Why economic growth could be good for gold prices...


Why economic growth could be good for gold prices...

JOHN KAISER has proposed a graphic model that relates the value of all above-ground gold stock to global Gross Domestic Product (GDP), thereby explaining why higher real Gold Prices — even with a recovering American economy — will be the new reality.

Kaiser, a mining analyst with over 25 years' experience, is editor of Kaiser Research Online. He specializes in high-risk speculative Canadian securities and the resource sector is the primary focus for an investment approach he developed that combines his "bottom-fishing strategy" with his "rational speculation model."

He shares his projections about where both Gold Prices and the US economy could be going in the future in this interview with The Gold Report.

The Gold Report: Intel Cofounder Andy Grove wrote an article in BusinessWeek bemoaning the fact that US entrepreneurs in both the hightech and cleantech realm have become inefficient in the return of jobs created per investment Dollar basis. He said companies hire fewer employees as more work is done by outside contractors, usually in Asia. He suggested this is a problem not only for low-grade production jobs but also robs the US of its innovation edge, hurting the country's overall economic prospects for the future.

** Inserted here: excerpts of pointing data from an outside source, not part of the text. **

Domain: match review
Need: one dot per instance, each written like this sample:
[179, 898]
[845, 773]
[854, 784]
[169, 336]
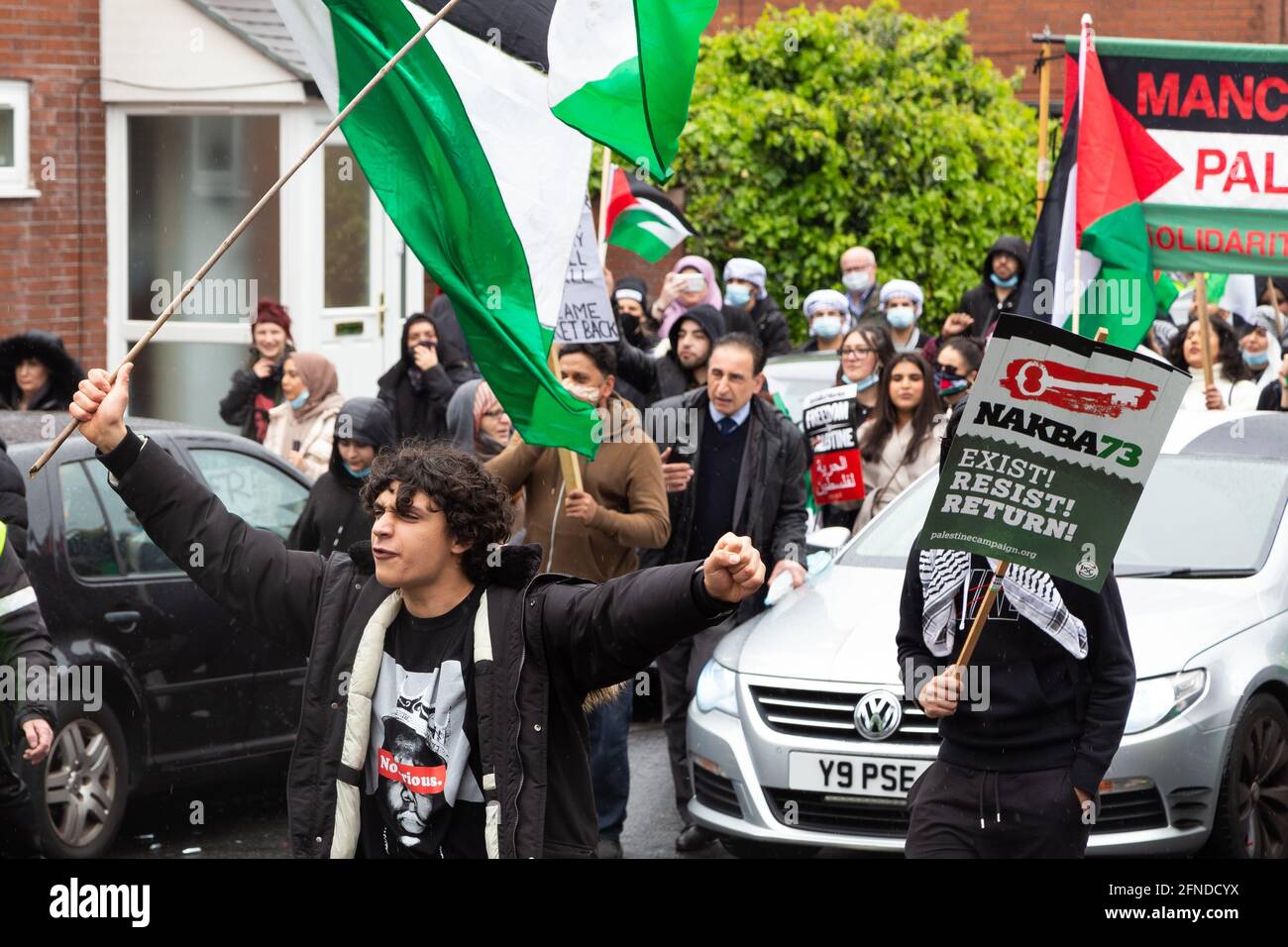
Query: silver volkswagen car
[800, 737]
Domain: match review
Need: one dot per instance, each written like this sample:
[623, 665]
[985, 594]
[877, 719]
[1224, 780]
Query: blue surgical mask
[866, 382]
[1257, 360]
[737, 295]
[901, 316]
[825, 328]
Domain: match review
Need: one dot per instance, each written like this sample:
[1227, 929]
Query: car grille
[1120, 812]
[716, 792]
[1129, 812]
[829, 714]
[842, 814]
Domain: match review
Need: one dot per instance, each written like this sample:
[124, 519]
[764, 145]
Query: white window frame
[16, 182]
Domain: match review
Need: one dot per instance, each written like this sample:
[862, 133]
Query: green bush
[814, 131]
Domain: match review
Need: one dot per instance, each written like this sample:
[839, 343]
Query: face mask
[855, 281]
[825, 328]
[949, 382]
[737, 295]
[901, 316]
[866, 382]
[1257, 360]
[587, 393]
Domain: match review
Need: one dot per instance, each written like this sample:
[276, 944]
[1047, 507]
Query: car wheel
[745, 848]
[1252, 808]
[80, 789]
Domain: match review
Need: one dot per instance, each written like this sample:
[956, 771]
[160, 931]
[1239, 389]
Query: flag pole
[245, 222]
[1201, 300]
[605, 187]
[1043, 119]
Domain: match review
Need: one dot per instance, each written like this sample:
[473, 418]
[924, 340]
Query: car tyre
[746, 848]
[78, 791]
[1252, 808]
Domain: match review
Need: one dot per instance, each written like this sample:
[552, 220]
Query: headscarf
[320, 380]
[902, 287]
[678, 308]
[743, 268]
[825, 299]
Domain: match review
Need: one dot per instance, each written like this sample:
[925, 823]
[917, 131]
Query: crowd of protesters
[698, 348]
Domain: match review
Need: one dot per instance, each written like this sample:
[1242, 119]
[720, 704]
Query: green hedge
[814, 131]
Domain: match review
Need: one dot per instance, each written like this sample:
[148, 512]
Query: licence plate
[854, 776]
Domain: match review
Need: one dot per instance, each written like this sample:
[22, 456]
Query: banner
[836, 468]
[1056, 441]
[585, 313]
[1216, 114]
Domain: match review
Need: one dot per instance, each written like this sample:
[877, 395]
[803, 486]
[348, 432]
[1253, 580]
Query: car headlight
[1158, 699]
[716, 688]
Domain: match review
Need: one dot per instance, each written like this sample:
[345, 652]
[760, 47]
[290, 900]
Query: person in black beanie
[1029, 728]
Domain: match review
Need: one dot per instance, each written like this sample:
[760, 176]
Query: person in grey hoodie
[334, 517]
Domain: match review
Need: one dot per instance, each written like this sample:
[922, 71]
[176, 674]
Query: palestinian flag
[1108, 165]
[643, 219]
[482, 180]
[621, 71]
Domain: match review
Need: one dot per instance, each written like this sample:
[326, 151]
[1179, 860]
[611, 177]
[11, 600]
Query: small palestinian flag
[643, 219]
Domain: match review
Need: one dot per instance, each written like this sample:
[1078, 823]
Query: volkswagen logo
[877, 715]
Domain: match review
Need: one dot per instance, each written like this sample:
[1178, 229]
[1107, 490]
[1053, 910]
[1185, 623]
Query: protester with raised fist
[437, 625]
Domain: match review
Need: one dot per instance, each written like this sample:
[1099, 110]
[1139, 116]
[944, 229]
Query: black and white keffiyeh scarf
[945, 574]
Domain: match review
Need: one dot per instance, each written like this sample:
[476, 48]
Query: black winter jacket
[771, 502]
[552, 641]
[1044, 707]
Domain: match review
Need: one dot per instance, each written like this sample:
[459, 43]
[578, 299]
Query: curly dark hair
[476, 502]
[1227, 355]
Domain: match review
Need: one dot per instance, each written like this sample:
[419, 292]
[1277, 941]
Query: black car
[185, 688]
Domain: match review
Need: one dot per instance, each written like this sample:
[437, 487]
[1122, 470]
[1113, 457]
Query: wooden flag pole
[605, 188]
[1043, 108]
[1205, 329]
[245, 222]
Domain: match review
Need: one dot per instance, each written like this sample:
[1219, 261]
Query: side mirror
[831, 538]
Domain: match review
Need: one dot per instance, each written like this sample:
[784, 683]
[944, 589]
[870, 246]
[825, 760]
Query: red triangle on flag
[1119, 161]
[619, 197]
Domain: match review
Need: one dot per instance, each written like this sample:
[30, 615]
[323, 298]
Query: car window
[142, 556]
[90, 551]
[252, 488]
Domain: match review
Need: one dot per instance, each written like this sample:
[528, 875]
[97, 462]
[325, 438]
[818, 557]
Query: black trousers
[975, 813]
[18, 835]
[679, 669]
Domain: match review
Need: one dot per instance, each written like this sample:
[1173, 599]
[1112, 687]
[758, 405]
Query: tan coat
[889, 475]
[626, 482]
[314, 434]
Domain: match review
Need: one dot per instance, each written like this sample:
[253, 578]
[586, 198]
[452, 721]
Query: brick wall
[53, 253]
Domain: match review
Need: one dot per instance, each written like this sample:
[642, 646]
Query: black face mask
[949, 382]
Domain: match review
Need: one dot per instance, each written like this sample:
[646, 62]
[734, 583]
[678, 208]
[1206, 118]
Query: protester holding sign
[901, 440]
[1232, 385]
[592, 534]
[1030, 727]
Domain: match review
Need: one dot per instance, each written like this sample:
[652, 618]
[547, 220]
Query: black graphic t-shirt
[421, 793]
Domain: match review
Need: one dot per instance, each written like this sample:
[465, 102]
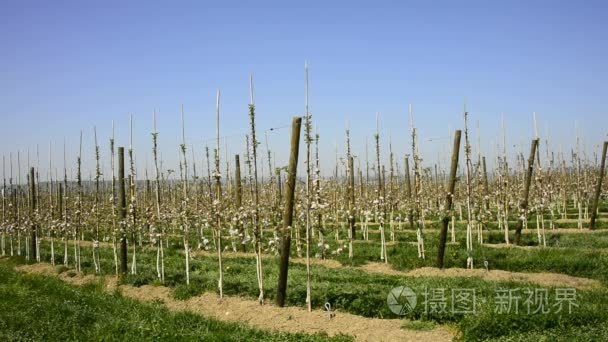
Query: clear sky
[72, 65]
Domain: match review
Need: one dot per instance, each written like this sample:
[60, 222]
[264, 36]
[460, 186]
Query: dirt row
[543, 279]
[267, 317]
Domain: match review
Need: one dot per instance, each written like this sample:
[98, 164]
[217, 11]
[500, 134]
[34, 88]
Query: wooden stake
[288, 212]
[449, 199]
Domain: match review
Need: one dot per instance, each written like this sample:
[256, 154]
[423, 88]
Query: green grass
[354, 291]
[36, 308]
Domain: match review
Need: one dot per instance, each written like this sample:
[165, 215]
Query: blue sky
[67, 66]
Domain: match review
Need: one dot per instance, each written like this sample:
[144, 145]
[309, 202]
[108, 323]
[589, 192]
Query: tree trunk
[598, 188]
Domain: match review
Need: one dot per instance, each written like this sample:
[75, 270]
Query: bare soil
[268, 317]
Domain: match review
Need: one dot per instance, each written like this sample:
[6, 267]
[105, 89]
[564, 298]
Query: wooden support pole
[523, 205]
[122, 210]
[290, 187]
[33, 203]
[598, 187]
[351, 197]
[449, 199]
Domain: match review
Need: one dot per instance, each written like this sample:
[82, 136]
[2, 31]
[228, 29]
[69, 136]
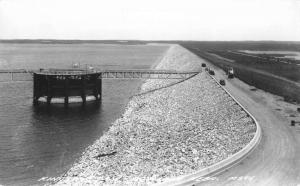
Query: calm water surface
[43, 141]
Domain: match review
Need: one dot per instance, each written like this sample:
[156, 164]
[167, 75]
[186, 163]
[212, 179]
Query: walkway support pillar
[49, 90]
[66, 87]
[83, 87]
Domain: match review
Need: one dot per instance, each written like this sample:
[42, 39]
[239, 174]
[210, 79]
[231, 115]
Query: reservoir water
[43, 141]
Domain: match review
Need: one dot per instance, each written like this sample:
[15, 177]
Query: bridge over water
[65, 83]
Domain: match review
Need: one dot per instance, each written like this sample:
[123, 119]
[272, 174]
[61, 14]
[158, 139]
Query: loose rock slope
[166, 133]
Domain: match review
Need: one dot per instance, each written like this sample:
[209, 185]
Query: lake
[45, 141]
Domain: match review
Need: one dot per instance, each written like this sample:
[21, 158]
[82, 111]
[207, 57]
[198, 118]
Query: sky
[151, 19]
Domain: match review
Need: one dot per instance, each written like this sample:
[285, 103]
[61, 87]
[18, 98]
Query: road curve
[276, 160]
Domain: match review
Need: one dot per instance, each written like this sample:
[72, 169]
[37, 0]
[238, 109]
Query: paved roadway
[276, 160]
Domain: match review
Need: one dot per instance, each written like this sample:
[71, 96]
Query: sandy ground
[276, 161]
[166, 133]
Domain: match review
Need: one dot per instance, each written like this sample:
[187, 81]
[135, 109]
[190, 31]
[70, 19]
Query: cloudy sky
[151, 19]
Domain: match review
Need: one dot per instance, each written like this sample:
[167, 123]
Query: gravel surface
[166, 133]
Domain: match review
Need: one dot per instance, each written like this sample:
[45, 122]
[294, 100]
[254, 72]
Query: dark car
[211, 72]
[222, 82]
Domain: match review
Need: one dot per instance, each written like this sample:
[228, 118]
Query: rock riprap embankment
[166, 133]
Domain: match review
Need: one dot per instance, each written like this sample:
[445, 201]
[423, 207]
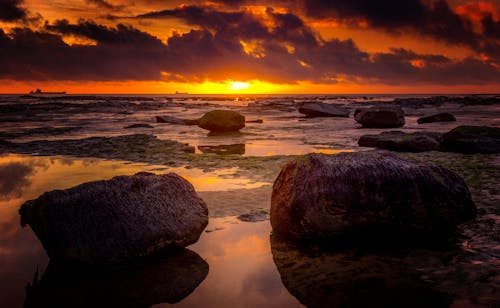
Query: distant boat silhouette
[40, 93]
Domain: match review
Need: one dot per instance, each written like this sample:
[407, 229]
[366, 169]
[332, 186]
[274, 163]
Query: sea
[238, 263]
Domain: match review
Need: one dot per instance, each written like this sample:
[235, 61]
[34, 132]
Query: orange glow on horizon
[255, 87]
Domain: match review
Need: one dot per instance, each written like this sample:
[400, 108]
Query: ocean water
[246, 267]
[284, 130]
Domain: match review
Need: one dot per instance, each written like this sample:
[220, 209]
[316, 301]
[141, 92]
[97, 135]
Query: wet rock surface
[139, 125]
[321, 278]
[327, 196]
[439, 117]
[168, 279]
[472, 139]
[380, 117]
[221, 121]
[317, 109]
[224, 149]
[174, 120]
[254, 216]
[402, 142]
[121, 219]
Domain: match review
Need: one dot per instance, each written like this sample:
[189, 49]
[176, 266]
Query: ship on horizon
[40, 93]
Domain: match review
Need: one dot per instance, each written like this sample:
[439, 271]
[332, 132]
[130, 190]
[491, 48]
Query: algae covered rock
[116, 220]
[221, 121]
[472, 139]
[380, 117]
[323, 196]
[317, 109]
[402, 142]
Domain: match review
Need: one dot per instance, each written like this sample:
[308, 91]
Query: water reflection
[168, 280]
[14, 178]
[224, 149]
[348, 279]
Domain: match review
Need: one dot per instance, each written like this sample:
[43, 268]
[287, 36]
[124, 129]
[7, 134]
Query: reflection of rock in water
[345, 279]
[169, 280]
[223, 149]
[14, 177]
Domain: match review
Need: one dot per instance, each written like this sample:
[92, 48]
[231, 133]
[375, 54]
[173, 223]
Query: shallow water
[239, 256]
[284, 130]
[245, 266]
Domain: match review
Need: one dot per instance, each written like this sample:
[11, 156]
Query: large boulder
[472, 139]
[322, 196]
[316, 109]
[322, 278]
[440, 117]
[221, 121]
[380, 117]
[174, 120]
[402, 142]
[120, 219]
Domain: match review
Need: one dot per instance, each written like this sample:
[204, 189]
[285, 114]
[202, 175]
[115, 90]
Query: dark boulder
[221, 121]
[440, 117]
[258, 121]
[380, 117]
[402, 142]
[322, 196]
[319, 278]
[139, 125]
[317, 109]
[224, 149]
[174, 120]
[116, 220]
[472, 139]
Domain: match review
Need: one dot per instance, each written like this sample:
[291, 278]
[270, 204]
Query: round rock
[380, 117]
[321, 196]
[124, 218]
[221, 121]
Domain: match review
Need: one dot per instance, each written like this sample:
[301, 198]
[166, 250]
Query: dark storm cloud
[491, 27]
[121, 53]
[11, 10]
[279, 48]
[121, 35]
[106, 5]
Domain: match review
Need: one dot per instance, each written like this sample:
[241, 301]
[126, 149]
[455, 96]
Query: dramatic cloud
[106, 5]
[10, 10]
[14, 178]
[273, 45]
[121, 53]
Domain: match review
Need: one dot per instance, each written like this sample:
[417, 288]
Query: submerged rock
[116, 220]
[317, 109]
[166, 280]
[440, 117]
[174, 120]
[380, 117]
[224, 149]
[220, 121]
[323, 196]
[320, 278]
[258, 121]
[254, 216]
[139, 125]
[402, 142]
[472, 139]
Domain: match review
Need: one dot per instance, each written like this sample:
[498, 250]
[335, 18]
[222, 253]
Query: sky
[250, 46]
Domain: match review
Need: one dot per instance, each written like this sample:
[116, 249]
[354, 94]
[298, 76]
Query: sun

Your economic research illustrates this manufacturing decline and shows the value of gold stock values over the last four decades mirroring the US GDP. Why is consolidating manufacturing and research important for US and global growth and how is it linked to the Gold Price?

John Kaiser: A lack of physical manufacturing stifles innovation because without access to support facilities, machine shops, test labs and other resources normally associated with a full-scale manufacturing operation, creative people don't see problems, quickly test solutions and have the ability to bring products to scale in a controlled environment. Cut off from manufacturing operations, development stalls.